Before anyone gets their panties in a bunch over yet ANOTHER of these retro old school death metal acts to emerge, know that this particular act, Funerus has been around for over 20 years now, producing a string of demos in the early 90s and then calling it quits until such as a time as they resurfaced with Festering Earth in 2003. So, this is not some newfangled cluster of crypt-dwellers, but an already established act with much collective experience. One of the other original members, Brad Heiple has since left the band, but Jill and John McEntee forge on here with drummer Sam Inzerra of Mortician and Morpheus Descends, to produce what is damned easily their best recording to date, crushing the debut.

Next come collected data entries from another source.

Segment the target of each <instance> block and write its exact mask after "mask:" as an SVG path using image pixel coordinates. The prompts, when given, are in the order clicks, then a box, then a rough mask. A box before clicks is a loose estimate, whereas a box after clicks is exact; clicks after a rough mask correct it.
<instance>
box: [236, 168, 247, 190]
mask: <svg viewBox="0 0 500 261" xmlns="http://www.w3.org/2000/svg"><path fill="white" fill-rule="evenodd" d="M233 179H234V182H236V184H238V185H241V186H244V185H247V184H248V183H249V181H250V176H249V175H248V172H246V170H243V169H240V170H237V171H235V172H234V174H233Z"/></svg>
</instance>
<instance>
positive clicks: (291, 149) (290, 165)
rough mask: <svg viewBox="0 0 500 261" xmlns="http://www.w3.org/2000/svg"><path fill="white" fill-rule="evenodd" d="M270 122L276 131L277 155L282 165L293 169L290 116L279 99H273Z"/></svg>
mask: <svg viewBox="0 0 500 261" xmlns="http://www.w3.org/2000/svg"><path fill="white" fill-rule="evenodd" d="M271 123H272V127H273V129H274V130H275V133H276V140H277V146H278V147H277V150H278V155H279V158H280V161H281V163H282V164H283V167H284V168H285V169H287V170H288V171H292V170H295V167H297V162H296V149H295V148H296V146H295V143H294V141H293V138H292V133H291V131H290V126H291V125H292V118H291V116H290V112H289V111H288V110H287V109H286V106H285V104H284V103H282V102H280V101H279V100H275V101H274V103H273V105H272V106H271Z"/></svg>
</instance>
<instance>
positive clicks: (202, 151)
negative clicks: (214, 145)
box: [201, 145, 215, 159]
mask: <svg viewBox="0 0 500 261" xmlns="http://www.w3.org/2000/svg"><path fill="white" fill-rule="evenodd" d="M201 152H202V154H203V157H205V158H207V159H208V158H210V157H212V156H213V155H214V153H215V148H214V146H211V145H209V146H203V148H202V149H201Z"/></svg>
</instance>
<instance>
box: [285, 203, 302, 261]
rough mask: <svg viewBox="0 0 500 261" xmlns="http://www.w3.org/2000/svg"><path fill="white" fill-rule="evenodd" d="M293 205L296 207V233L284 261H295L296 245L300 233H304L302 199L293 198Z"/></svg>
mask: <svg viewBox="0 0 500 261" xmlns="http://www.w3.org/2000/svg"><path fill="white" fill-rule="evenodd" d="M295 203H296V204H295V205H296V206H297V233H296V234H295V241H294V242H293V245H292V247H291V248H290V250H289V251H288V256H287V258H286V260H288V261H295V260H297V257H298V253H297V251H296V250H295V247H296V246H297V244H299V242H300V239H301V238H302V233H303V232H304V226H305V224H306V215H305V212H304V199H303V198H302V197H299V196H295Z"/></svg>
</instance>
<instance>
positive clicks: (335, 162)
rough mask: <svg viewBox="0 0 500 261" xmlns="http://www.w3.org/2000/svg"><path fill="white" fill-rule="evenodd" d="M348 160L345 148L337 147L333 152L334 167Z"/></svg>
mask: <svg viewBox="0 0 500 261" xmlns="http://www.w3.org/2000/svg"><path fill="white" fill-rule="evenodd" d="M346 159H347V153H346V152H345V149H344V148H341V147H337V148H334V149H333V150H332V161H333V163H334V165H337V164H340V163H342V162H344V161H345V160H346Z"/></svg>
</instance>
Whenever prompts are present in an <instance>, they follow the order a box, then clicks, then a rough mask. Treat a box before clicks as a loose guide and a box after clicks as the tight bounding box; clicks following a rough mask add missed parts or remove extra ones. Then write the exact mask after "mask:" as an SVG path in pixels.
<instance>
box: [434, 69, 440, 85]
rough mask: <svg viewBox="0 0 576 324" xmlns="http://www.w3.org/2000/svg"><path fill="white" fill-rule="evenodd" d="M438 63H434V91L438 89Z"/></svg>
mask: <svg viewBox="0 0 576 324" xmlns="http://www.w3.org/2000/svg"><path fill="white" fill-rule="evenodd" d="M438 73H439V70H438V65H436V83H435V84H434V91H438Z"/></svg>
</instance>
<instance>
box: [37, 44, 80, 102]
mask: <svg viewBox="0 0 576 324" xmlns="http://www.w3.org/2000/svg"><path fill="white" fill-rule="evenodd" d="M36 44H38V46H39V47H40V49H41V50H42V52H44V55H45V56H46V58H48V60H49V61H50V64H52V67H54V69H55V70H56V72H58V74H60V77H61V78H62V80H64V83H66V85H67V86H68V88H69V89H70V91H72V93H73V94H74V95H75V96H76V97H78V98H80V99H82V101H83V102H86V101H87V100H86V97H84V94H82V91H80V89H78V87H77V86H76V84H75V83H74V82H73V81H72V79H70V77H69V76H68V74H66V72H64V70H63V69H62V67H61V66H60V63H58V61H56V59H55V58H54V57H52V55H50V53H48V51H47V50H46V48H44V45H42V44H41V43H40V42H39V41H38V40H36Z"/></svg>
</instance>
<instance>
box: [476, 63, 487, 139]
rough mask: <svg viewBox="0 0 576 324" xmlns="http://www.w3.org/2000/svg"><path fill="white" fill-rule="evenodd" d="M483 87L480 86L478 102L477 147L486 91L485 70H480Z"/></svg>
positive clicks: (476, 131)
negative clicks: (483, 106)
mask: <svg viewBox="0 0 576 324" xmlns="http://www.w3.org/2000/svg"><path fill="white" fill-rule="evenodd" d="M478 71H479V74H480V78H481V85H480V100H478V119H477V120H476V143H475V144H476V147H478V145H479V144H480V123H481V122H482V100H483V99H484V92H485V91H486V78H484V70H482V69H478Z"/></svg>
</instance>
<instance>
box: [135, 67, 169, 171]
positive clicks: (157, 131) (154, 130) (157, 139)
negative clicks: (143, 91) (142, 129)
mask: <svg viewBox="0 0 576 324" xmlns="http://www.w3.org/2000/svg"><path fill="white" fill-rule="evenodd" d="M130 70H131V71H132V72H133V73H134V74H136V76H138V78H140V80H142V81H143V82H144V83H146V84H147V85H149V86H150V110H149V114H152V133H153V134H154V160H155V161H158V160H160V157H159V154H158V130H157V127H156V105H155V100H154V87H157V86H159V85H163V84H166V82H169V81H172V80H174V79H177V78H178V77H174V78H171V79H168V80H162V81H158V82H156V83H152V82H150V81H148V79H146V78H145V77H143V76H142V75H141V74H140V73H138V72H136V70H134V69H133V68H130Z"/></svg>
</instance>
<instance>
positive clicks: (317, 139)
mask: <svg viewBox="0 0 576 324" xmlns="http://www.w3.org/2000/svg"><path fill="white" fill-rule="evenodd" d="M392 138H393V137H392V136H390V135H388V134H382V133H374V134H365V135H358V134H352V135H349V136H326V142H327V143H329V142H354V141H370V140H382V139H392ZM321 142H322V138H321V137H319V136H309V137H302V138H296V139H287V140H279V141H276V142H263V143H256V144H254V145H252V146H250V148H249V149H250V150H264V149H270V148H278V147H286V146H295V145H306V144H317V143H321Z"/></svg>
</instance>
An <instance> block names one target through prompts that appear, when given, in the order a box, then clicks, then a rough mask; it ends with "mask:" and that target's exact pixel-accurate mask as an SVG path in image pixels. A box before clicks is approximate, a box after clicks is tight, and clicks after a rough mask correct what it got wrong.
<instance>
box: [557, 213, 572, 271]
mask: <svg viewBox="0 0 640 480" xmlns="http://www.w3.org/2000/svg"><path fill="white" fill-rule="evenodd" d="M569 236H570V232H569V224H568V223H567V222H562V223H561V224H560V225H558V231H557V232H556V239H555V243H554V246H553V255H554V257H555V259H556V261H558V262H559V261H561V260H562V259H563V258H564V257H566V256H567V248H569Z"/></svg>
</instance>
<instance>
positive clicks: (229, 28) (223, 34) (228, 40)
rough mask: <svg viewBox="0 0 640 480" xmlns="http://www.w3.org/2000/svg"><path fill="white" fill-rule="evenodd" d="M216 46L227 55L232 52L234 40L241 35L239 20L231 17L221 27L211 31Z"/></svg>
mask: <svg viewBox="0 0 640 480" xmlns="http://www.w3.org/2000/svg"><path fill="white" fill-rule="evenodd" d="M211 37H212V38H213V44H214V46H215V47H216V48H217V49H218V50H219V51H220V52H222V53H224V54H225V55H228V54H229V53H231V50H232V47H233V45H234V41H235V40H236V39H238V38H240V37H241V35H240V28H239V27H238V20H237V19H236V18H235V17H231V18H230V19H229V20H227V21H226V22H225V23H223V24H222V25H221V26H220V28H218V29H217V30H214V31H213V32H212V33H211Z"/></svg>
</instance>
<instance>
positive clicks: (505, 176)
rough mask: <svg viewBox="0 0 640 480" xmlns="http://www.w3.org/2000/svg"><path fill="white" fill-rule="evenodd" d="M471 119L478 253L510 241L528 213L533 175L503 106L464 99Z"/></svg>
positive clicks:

Of course, I've already given away that this is old school death metal, and so I'd might as well slip that there are clear parallels to the sounds of Autopsy, Asphyx, Cianide, and Incantation (John's better known outfit), and Floridian forebears like Obituary and (old) Death. But, why the hell not? The band's got some of the originators in its very ranks. Reduced to Sludge hits a new standard in production thanks to a pretty sleek job by Swedish veteran Dan Swanö, and you can really feel both the tumultuous undercurrent of the drumming, the burden of the riffs as they course through both gnarled death and sewer doom passages, and perhaps most importantly, they sport one of the best female vocalists in this entire business, with a ghoulish delivery matched only by Corinne van der Brand from the Dutch pioneers Acrostichon. This fits all too naturally over the lattice of crushing, open chord grooves and cutting muted sequences that provide the framework for most of the tracks here.
What Funerus manage to provide here that a good many of their younger contemporaries seem to miss is that death metal can retain its inherent, brutal force while engaging in at least some degree of variation. Sure, almost all of the tracks are cut of the same general cloth, but you have the ability here to distinguish between them. For example, "Death of God" has an almost warm fiber to its post-verse riffing that flows straight into an amazing bridge that wouldn't have been out of place on Death's Leprosy; while "Corroded" and "Time of Death" barrel through you like a fist fight of early Obituary and Incantation. The dark discourse within the music is purely driven by the instruments and vocals; this is not a band who just decide to dowse everything in an excess of reverb, and you won't hear synthesizers used as a central component.
There's not much to harp on here, with the possible exception that these are not the most exorbitantly unique or standout tracks in the genre. There aren't many individual riffs on the album that will have you repeating the album endlessly. Since there are so many thousands of records out there in the field already, it's more a case of standing on its principles and delivering a package of purity for its medium. To that effect, Reduced to Sludge succeeds, and it's a solid, enjoyable experience that feels intensely old school without sacrificing strong production values or using any 'tricks' to seem more cavernous than it really is. Jill is a bruiser on the microphone, the riffs and drums are tight, and you certainly feel as if you're being swallowed by the titular sludge, choking it in as your organs cease their functioning.